Surprise! There’s a special ingredient in the new plastic cash being distributed across the U.K.: Animal fat.
The Bank of England admitted Monday that traces of tallow, derived from animal fat, can be found in the new British £5 notes that went into circulation in September.
The news prompted an immediate outcry from vegetarians and vegans, some of whom called on the central bank to stop using animal products in its currency.
“This is unacceptable to millions of vegans, vegetarians, Hindus, Sikhs, Jains and others in the U.K.,” read the text of an online petition that quickly attracted more than 15,000 signatures.
A spokesperson for the Bank of England said it had only recently become aware of the issue, noting that the polymer used to make the cash is provided by a company called Innovia Films.
Patricia Potts, a spokeswoman at Innovia Films, confirmed that there are “minute” traces of tallow in the company’s polymer. She said a supplier had used tallow to help make the material more “anti-static.” She declined to name the supplier.
“They are looking to eliminate that, but obviously that will take time,” Potts said. “It’s a very difficult process.”

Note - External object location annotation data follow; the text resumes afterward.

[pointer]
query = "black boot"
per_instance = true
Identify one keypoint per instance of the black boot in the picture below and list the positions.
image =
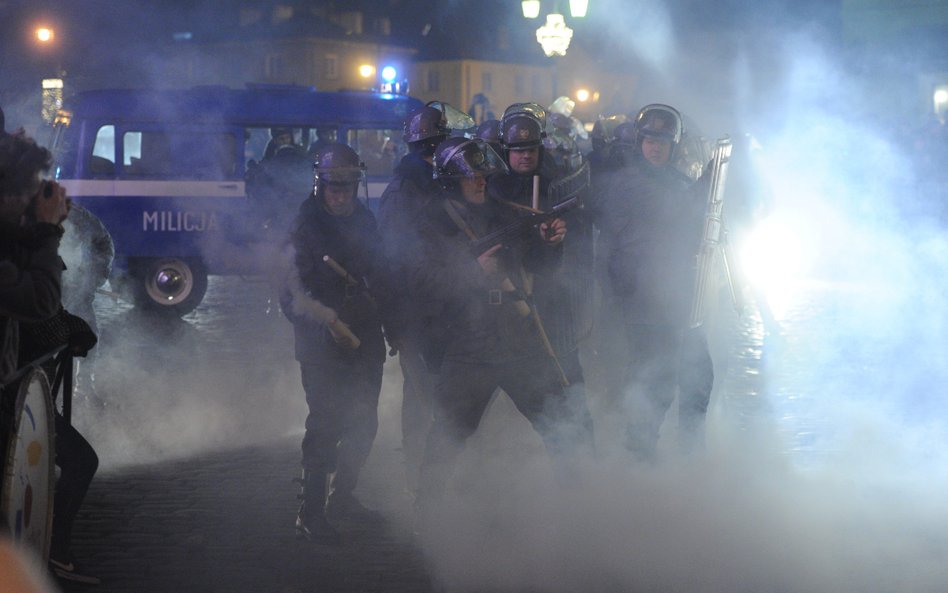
(311, 520)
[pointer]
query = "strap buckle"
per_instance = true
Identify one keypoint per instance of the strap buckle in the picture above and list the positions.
(495, 296)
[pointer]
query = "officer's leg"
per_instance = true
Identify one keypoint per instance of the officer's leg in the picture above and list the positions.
(322, 383)
(577, 401)
(360, 422)
(695, 381)
(650, 385)
(78, 462)
(561, 420)
(461, 394)
(416, 409)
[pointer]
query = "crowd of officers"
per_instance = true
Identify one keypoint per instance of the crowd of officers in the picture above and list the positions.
(476, 289)
(38, 221)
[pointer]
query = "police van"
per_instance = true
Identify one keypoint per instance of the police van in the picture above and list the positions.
(165, 171)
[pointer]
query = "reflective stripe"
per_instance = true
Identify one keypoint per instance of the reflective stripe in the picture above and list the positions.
(197, 189)
(138, 189)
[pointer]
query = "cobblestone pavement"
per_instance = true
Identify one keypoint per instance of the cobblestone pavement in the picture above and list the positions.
(223, 522)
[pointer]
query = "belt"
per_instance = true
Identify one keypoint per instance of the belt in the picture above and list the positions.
(499, 297)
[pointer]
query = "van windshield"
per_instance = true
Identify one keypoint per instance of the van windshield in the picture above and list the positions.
(186, 154)
(380, 150)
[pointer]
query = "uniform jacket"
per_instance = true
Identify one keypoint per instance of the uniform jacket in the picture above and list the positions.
(651, 233)
(401, 216)
(464, 316)
(314, 293)
(563, 294)
(30, 288)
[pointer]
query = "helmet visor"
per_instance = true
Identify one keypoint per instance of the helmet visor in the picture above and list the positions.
(455, 119)
(471, 158)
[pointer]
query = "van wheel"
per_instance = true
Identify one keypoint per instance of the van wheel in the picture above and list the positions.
(169, 285)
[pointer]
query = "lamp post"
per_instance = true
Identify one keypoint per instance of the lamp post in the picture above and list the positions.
(52, 88)
(554, 36)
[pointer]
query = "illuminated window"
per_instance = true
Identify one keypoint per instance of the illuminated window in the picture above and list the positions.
(434, 80)
(273, 66)
(332, 66)
(103, 152)
(52, 98)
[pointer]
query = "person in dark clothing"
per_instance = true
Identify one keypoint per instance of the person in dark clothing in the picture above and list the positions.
(336, 256)
(31, 216)
(30, 267)
(478, 326)
(563, 295)
(88, 251)
(649, 240)
(400, 216)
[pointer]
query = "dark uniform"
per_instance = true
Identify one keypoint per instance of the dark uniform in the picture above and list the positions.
(401, 214)
(342, 382)
(563, 295)
(650, 238)
(475, 329)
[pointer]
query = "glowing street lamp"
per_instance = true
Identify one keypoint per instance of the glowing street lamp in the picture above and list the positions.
(554, 36)
(45, 34)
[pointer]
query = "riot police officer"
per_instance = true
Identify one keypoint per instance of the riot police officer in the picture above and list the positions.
(478, 328)
(650, 237)
(336, 255)
(400, 216)
(562, 295)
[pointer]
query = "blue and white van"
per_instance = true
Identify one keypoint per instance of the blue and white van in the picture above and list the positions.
(165, 171)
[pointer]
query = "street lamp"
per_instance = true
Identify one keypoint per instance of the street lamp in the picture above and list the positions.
(554, 36)
(45, 34)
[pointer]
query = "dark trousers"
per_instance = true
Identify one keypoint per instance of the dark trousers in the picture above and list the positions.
(461, 395)
(664, 358)
(77, 463)
(343, 418)
(416, 409)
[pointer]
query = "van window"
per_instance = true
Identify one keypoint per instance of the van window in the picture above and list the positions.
(380, 150)
(103, 152)
(179, 155)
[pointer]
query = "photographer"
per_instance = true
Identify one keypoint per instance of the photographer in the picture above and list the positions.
(31, 214)
(32, 320)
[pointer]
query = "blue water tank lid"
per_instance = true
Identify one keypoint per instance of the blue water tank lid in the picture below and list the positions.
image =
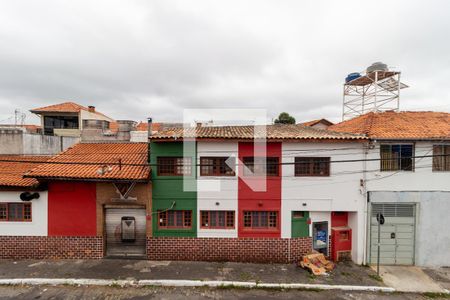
(352, 76)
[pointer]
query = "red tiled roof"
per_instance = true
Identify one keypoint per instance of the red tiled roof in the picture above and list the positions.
(271, 132)
(127, 162)
(66, 107)
(143, 126)
(13, 167)
(399, 125)
(314, 122)
(60, 107)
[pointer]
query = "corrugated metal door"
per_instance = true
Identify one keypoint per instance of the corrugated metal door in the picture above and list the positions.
(397, 235)
(125, 231)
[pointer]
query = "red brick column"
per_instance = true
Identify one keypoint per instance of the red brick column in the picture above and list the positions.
(51, 247)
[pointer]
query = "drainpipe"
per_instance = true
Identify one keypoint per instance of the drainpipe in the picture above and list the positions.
(366, 200)
(150, 126)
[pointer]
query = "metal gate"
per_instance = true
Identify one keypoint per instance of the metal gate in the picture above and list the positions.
(397, 235)
(125, 231)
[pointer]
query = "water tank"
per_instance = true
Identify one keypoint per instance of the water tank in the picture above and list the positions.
(352, 76)
(377, 66)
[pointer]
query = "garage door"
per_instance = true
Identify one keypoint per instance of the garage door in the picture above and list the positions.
(397, 235)
(125, 231)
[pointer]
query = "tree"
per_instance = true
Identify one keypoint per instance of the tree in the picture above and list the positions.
(285, 118)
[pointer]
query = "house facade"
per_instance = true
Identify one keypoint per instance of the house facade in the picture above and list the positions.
(218, 199)
(95, 202)
(69, 118)
(408, 182)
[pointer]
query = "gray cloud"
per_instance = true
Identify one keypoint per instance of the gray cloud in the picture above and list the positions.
(133, 59)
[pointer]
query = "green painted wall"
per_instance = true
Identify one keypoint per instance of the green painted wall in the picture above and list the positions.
(167, 189)
(300, 226)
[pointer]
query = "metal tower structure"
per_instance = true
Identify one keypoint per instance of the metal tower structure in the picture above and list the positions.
(377, 90)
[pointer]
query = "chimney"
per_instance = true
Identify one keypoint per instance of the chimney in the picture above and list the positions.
(150, 126)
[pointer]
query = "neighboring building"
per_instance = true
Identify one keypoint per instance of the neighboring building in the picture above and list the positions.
(23, 141)
(141, 133)
(318, 124)
(98, 203)
(24, 127)
(19, 217)
(69, 118)
(408, 181)
(215, 211)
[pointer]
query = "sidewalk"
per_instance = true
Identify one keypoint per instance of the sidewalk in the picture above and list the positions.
(346, 273)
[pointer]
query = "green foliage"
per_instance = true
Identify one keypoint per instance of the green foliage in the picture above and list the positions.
(285, 118)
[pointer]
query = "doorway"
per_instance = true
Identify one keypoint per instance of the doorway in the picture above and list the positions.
(125, 232)
(320, 237)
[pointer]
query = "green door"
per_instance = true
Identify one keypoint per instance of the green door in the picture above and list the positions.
(300, 226)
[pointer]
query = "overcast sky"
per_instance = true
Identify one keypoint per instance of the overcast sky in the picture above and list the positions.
(134, 59)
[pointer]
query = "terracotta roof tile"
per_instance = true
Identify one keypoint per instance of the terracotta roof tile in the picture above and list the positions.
(82, 161)
(399, 125)
(13, 167)
(271, 132)
(66, 107)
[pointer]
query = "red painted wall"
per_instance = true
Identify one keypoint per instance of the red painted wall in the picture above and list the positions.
(269, 200)
(72, 209)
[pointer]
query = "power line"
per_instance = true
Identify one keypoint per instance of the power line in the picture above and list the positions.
(118, 163)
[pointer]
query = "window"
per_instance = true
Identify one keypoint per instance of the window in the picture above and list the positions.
(181, 219)
(15, 212)
(441, 158)
(396, 157)
(261, 219)
(298, 214)
(174, 166)
(216, 166)
(64, 122)
(312, 166)
(217, 219)
(261, 166)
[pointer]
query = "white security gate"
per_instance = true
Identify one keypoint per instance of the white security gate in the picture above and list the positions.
(397, 235)
(125, 231)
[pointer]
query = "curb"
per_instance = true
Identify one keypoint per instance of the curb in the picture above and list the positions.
(190, 283)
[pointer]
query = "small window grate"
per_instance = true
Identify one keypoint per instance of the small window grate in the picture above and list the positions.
(393, 210)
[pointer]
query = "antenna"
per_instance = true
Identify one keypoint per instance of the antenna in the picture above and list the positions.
(377, 90)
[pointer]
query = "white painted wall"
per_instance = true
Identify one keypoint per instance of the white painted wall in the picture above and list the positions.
(222, 190)
(87, 115)
(421, 179)
(39, 214)
(341, 191)
(138, 136)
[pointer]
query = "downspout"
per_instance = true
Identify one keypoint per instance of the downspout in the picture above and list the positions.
(366, 200)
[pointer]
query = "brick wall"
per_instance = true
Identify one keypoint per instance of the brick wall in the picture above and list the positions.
(50, 247)
(262, 250)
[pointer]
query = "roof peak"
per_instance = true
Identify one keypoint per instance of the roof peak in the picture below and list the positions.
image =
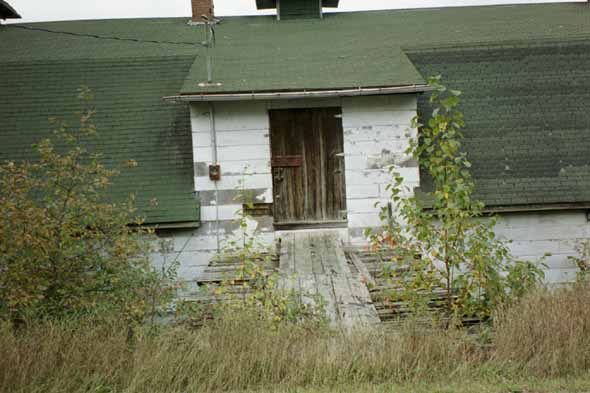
(296, 9)
(7, 12)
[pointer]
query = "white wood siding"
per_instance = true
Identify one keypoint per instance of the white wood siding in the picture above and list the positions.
(376, 134)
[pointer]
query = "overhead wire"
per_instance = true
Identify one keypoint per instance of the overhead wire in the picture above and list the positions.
(102, 37)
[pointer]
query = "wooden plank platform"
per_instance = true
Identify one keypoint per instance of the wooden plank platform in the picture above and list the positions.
(315, 263)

Potts said that Innovia Films did not know until recently that animal fats were being used. She said the company has a policy to never “knowingly add any animal ingredients into our products.”
Innovia Films supplies polymer to 23 other countries, including Australia, Canada, Mexico and New Zealand, for use in currency.
Potts wasn’t able to say whether polymers used in the other countries also contain animal fats.
Central banks have been switching to polymer cash in recent years because the flexible material resists dirt and lasts longer than paper cash. It also has some robust security features that are only possible with plastic money.